Abstract

SummaryA bioassay method has been developed to test for potassium deficiency in forest trees; it is based on the metabolic uptake by excised roots of 86Rb from 5 × 10−6 M rubidium chloride solution during a period of 15 min. Betula pubescens Ehrh. seedlings were grown in sand culture supplied with Hewitt's nutrient solution containing K at concentrations between 1 and 200 mg l−1. A negative curvilinear relationship was demonstrated between uptake by the seedlings of 86Rb from the rubidium chloride solution and the concentration of K previously supplied in the growth medium. When roots of intact plants were immersed in 86Rb‐labelled solution for 15 min, less than 1% of 86Rb taken up was translocated to the shoots.
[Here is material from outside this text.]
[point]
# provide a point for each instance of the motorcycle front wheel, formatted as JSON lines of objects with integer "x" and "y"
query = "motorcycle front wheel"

A similar response curve, relating 86Rb uptake to K supplied to growing plants, was demonstrated when Picea sitchensis (Bong.) Carr seedlings were grown in peat culture with K added at 0 to 400 mg l−1. In three field trials of the bioassay, roots were excised from P. sitchensis and Pinus contorta Douglas ex Loud, growing on peat or peaty gley plots where different amounts of fertilizer had been added to give a range of degrees of K deficiency or from unfertilized, control plots. The patterns of 86Rb uptake by excised roots indicated that the method is potentially useful for the rapid determination of K deficiency in forest trees.